One half of the couple is Henry Hart, played by Arye Gross from the original Ellen series. Henry is a successful artist in New York. On the night of a big opening, he gets word that his grandfather back in Montana has had a stroke. He returns to Montana to care for him and enters into an awkward relationship with his childhood buddy Dean.

Henry’s unrequited love for his old friend is what drove Henry to New York in the first place. Henry’s never told anyone in Big Eden, including his grandfather, that he’s gay and his feelings for Dean, now a divorced father, have only intensified – and it seems that Dean might finally share them.

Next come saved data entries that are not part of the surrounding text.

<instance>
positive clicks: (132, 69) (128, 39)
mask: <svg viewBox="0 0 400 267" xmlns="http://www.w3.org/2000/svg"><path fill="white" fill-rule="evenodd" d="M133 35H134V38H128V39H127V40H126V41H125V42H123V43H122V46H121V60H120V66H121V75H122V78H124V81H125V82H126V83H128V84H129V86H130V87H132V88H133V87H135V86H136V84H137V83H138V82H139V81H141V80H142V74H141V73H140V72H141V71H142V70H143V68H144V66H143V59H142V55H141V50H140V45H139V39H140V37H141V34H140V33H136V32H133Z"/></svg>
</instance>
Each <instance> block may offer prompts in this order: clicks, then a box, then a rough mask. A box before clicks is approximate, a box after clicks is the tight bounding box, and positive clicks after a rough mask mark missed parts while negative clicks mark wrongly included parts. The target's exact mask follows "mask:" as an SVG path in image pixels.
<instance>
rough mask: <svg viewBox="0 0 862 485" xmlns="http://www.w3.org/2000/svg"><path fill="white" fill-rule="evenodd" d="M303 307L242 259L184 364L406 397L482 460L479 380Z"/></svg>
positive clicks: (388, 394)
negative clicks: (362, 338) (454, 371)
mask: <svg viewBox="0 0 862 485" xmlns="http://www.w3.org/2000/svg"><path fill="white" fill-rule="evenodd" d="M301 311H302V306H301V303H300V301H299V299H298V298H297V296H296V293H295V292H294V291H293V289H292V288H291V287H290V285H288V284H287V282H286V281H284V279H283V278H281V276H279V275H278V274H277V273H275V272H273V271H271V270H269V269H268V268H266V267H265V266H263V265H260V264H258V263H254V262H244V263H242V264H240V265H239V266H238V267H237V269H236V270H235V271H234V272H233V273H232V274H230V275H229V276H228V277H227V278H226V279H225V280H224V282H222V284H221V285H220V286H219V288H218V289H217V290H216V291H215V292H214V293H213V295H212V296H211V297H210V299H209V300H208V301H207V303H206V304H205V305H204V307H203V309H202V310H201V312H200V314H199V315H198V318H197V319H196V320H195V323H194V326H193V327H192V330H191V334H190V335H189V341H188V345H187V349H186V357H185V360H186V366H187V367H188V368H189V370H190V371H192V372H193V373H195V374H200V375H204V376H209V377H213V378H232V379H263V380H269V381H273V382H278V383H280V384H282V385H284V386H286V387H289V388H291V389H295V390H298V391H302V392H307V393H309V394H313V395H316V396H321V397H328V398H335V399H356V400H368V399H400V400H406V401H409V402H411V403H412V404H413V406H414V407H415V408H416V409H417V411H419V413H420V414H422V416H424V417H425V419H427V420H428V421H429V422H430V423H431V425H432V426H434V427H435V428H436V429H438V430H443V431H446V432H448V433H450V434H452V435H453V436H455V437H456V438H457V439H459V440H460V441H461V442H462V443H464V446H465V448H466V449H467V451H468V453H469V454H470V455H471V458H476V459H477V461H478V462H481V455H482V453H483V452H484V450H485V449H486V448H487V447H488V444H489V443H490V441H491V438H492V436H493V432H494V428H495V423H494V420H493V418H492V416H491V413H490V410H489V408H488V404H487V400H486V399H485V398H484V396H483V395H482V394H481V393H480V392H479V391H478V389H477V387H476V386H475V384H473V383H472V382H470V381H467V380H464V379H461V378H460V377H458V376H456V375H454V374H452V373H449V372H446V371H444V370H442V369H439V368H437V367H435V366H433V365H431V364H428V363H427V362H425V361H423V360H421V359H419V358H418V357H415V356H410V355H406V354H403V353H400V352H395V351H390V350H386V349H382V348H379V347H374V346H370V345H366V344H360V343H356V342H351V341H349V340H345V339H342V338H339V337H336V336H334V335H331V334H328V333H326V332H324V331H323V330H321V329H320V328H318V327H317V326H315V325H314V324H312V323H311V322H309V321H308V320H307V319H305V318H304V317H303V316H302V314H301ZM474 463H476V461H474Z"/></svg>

Of course, Henry’s big secret is no secret to anyone in Big Eden – including his grandfather it turns out – and soon a busy-body church lady is trying to set up Henry with members of a local all-male chess club and choir.

The other half of the pair is Pike Dexter (Eric Schweig), an extraordinarily shy Native man who runs Big Eden’s general store and who’s pined for Henry for years. Unable to approach him directly, Pike cooks for him, making elaborate gourmet meals that he delivers to Henry and his ailing grandfather, claiming they’ve been prepared by a woman in town.

Will Pike’s patient courtship win out over Henry’s tormented relationship with Dean? The townsfolk sure hope so, helping mastermind a plan to keep Henry in town and bring him and Pike together.

Schweig is excellent as Pike, who says very little but whose enormous feelings are painfully evident in his expressive eyes and face. Gross, however, while a good actor, is almost amusingly miscast. There’s just no way that this died-in-the-wool New Yorker ever set foot in Montana before, let alone grew up there. And Henry’s so self-absorbed it’s difficult to understand Pike’s attraction, while the chemistry between Henry and Dean is almost non-existent.

Still, Gross is very convincing in conveying Henry’s self-loathing and growing self-awareness. And there’s a remarkable scene in which Henry’s grandfather (George Coe) confronts him about hiding his sexual orientation that’s a devastating comment on the emotional toll of being in the closet.

All the contrivances and sit-com conventions aside, first-time writer/director Thomas Bezucha still manages to charm with this sweet film and its refreshing focus on gay life over the age of 30 in small town USA. If it’s a stretch to imagine a world so tolerant, a small town in which not a single citizen claims a shred of bigotry, it’s still a pleasure to watch this fairy tale love story play out.